Me acuerdo de las navidades. De las de Guanape, y las de Guanaguana. De las estrellitas y los fuegos artificiales. Del set de ollitas que me regalaron mi mamá y él. De las bicicletas que nos compró a mi hermana y a mí. Del pernil fallido de la cena de fin de año del 2005.
Me acuerdo de las salidas en familia. De los viajes a la playa y a la ciudad. De la vuelta canela que dimos en la Terios, con mi mamá de copiloto y los morochos aún en el saco. De aquel viaje laaaargo que hicimos los cinco para inaugurar el 2007, el último enero de su calendario. El mismo mes en que supo que sería abuelo, y que su familia se expandía en la panza de mi hermana mayor.

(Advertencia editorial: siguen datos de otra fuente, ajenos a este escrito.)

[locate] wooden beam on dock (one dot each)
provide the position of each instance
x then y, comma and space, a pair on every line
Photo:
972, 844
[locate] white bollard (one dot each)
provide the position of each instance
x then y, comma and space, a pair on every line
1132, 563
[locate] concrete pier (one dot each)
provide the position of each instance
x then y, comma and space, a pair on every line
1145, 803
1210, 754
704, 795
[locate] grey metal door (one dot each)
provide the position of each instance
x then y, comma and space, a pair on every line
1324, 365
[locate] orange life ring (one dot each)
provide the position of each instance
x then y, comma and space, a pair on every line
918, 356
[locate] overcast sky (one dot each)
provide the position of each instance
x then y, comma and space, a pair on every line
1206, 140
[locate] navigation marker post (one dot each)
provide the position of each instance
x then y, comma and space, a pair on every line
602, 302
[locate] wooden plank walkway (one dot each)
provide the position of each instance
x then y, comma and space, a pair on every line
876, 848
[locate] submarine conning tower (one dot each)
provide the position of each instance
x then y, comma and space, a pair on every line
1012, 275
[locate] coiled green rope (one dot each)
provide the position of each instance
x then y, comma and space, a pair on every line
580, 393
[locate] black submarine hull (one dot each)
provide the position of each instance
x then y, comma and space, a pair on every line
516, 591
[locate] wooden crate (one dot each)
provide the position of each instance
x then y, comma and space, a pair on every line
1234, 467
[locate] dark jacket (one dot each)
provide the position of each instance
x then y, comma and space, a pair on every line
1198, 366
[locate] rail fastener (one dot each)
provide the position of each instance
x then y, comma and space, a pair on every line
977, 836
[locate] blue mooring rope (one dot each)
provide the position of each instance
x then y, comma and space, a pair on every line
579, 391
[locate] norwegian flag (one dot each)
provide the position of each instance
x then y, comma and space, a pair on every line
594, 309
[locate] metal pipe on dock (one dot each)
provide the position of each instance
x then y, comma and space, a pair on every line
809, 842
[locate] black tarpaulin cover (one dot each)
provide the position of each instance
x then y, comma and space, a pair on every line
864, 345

Me acuerdo de él, de mi papá, de las vivencias sobre las que escribí arriba, y de muchas otras que guardo en los tomos gordos de mis recuerdos. Me hace feliz acordarme y hacer estos ejercicios de memoria porque es la única forma que tengo de traerlo al presente.
Desde hace 18 años no oigo sus llamados para despertarme en las mañanas, pero su voz y su energía aparecen siempre en mi búsqueda de motivación. Justo lo hicieron para que yo escribiera esto.
Feliz día, papá.
¡A levantarse, a levantarse!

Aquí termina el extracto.